In conclusion, I can tell you that the camp was anything but a five-star hotel. But after each exhausting day, any small detail became something big. From a simple glass of water to a chat around a simple table with the Natural Athlete team and with the new friends made in the race. I am aware, despite the hardships and setbacks, that there we found the peace and mutual recognition that I still feel back home.
Peace and reward cost sweat and tears… The test was not a path of roses.
During all six stages my pace was good, always finishing in the top 100. Sometimes the route was a true blessing for cyclists, with sections of extraordinary beauty or with the firmer surface. But often the hardness of the terrain and the height of the dunes forced us to get off the bike and run with it on our shoulders to try not to lose too much time. And the accidents were continuous.
At this point in my life I can say that I am an experienced cyclist, but even with that experience in extreme tests like the Ironmans, I had two accidents: the first was on the fifth day and I came out with scratches and bruises, but the worst came in the sixth stage. A fall caused a crack in my rib. At the time I didn’t give it importance and I continued the race, but it’s once home that the pain worsened. There, in the desert, there was no time for contemplation.
In addition to injuries, there were other setbacks. In the second stage I got lost. I was only 15 kilometers from the finish and in an attempt to go faster I ventured down a seemingly faster road. Unfortunately, I ran into some towering dunes and took too long. In that shortcut I was accompanied by two cyclists, one in front and one behind me, but after a few minutes in line I was completely alone. I decided to retrace my steps, but I found myself surrounded by sand and dunes, in the middle of the desert, without any reference.

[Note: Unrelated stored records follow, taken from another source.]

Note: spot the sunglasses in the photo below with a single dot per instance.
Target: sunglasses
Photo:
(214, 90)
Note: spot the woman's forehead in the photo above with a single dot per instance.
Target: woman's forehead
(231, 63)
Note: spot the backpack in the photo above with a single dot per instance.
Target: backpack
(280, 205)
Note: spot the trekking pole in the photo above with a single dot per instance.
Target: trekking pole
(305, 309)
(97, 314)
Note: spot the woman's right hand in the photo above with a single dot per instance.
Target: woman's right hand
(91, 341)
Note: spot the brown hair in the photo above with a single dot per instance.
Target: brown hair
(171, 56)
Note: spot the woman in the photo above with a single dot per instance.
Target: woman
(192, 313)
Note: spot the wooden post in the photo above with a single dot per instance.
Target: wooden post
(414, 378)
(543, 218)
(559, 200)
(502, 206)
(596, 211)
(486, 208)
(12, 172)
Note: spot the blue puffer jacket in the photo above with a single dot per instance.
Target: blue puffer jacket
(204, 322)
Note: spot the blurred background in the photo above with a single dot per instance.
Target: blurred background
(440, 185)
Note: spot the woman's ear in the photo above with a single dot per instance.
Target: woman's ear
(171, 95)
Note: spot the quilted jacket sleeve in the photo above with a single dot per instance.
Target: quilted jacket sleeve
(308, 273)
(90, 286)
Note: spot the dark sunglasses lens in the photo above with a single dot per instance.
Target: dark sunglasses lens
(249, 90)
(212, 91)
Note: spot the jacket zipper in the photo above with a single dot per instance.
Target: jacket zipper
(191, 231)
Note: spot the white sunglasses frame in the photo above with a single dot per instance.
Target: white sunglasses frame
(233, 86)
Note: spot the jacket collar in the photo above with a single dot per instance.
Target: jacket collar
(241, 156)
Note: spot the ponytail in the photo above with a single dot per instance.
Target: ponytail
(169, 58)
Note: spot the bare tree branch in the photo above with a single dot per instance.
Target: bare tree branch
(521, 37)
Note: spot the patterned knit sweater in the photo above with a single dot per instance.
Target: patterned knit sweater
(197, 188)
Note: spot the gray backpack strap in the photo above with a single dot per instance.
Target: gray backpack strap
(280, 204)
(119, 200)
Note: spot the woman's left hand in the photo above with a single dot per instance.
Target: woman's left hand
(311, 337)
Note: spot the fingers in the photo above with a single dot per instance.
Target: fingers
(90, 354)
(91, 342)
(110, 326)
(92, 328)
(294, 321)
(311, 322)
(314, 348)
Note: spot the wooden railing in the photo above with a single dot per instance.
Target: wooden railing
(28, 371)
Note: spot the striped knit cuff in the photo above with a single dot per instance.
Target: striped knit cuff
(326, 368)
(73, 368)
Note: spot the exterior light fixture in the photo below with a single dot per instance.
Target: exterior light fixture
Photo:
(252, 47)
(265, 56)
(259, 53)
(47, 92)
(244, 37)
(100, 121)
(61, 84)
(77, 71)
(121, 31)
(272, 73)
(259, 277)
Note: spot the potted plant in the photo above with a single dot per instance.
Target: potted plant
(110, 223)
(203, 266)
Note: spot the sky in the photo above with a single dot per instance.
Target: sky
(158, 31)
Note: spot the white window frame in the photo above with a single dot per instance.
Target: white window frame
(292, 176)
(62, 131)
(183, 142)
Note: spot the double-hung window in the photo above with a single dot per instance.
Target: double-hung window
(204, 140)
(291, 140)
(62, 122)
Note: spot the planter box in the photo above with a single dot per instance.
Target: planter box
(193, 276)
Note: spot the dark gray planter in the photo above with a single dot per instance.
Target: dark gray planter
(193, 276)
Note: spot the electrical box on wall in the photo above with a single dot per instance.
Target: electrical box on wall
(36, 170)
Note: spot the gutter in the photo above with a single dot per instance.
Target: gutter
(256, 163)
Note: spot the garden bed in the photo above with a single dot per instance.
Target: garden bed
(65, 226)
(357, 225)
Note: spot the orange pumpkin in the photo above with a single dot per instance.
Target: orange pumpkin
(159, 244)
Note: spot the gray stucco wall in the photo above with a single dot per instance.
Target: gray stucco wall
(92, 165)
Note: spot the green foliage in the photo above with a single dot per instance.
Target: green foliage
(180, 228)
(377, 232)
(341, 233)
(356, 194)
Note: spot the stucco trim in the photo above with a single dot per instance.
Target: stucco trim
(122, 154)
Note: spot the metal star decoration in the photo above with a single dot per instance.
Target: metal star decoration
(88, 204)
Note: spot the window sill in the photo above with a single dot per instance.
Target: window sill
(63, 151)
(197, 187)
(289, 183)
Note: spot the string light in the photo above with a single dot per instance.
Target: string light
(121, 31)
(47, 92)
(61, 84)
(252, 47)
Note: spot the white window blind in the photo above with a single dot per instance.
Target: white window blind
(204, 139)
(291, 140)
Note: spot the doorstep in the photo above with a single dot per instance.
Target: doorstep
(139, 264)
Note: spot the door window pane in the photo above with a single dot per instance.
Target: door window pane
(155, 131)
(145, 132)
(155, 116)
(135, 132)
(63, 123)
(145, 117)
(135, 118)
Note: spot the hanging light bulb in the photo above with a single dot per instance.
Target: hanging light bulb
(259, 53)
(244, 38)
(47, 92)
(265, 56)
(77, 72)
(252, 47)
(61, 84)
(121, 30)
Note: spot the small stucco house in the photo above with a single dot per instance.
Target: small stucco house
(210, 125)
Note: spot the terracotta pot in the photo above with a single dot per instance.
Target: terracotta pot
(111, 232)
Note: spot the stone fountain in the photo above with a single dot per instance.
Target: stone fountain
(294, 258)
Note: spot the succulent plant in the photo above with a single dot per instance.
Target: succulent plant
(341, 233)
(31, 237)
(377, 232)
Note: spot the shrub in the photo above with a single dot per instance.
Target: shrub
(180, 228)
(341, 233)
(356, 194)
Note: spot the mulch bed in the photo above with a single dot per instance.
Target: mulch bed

I climbed the highest dune and there was nothing to be seen. Until suddenly I heard a cry in the distance, at a distance of a couple of kilometers. And I saw him. He was a partner. With the bike on my shoulder, due to the hardness of the dunes, I approached and saw that he was even more lost and desperate than me. He was crying, and it became clear to me that I had to get him out of there. We set off trying to retrace our steps, until we found three more lost cyclists. Between all of us we were able to find the main route and reach the finish line.
I lost a lot of time, 40 minutes, but the learning from the experience and the collective solidarity that allowed it not to go too far made up for everything. The stopwatch was the least important when I crossed the finish line. I can say without a doubt that the Titan Desert is meaningless if you don’t pass, and overcome, these types of challenges.
The end of the journey
The emotion that came over me as I crossed the finish line on the last day was overwhelming. I was assailed by all the feelings that a human being is capable of experiencing at the same time. It is difficult to try to summarize or describe it with a word or a phrase. No expression could do justice to what it means to feel that you have arrived, that you have achieved it after so much suffering. The only thing I remember clearly is that at that moment all the previous work went through my head, the training, the fears, the energy that my teammates and my family gave me… I felt like a titan, without vanity of any kind. And looking at the exhausted but happy faces of my fellow adventurers, I perceived the same feeling in them.